Paddington General Hospital was a health facility in Harrow Road, Paddington, London.

==History==
The hospital was established as an infirmary for the Paddington Union Workhouse and opened as the Paddington Infirmary in 1886. A nurses' home was completed in 1921. It was renamed Paddington Hospital in 1929 when it came under the administration of London County Council as part of reforms of the Local Government Act 1929. The medical superintendent overseeing the 630 bed hospital was Dr WG Bendle, MB. BS, RFCS (Edinburgh) and the matron was Miss GE Copeman. Matron Copeman was known nationally as the chairman of the Nurses Fund For Nurses, a charity for destitute, retired nurses. Matron Copeman had trained at St. Thomas' Hospital and was admitted to the General Nursing Council Register for Nurses in 1922.
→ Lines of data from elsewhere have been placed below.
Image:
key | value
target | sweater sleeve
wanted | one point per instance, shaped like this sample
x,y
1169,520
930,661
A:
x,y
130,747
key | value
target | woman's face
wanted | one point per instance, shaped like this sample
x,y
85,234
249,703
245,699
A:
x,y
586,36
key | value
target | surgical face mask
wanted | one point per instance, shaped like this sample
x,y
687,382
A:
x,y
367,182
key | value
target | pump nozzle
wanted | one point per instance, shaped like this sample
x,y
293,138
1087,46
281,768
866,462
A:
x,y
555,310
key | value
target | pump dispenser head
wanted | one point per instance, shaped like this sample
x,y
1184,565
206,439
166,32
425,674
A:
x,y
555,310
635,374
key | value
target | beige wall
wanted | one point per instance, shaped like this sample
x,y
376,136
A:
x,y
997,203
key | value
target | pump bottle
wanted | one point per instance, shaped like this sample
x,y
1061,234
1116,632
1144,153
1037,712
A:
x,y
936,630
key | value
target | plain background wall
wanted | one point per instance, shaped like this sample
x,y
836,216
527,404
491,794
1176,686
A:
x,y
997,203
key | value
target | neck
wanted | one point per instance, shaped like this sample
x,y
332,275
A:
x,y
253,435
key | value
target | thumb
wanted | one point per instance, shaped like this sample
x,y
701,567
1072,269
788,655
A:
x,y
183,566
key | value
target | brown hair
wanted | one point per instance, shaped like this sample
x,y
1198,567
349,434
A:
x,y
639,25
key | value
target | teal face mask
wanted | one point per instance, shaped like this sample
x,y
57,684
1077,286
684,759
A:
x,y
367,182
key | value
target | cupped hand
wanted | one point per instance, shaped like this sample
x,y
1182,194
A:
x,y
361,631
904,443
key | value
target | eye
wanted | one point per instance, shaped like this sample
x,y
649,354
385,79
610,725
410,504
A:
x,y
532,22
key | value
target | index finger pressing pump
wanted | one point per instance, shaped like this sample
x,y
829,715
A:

With the inauguration of the National Health Service in 1948, the hospital was renamed Paddington General Hospital in 1954.

The facility was gradually integrated into St Mary's Hospital as St Mary's Hospital (Harrow Road) from 1968 and, after services had been completely transferred to St Mary's Hospital, the facility in Harrow Road closed in 1986. The hospital was subsequently demolished and the site was redeveloped for residential use with the Woodfield Road Surgery now being the only clinical presence remaining there.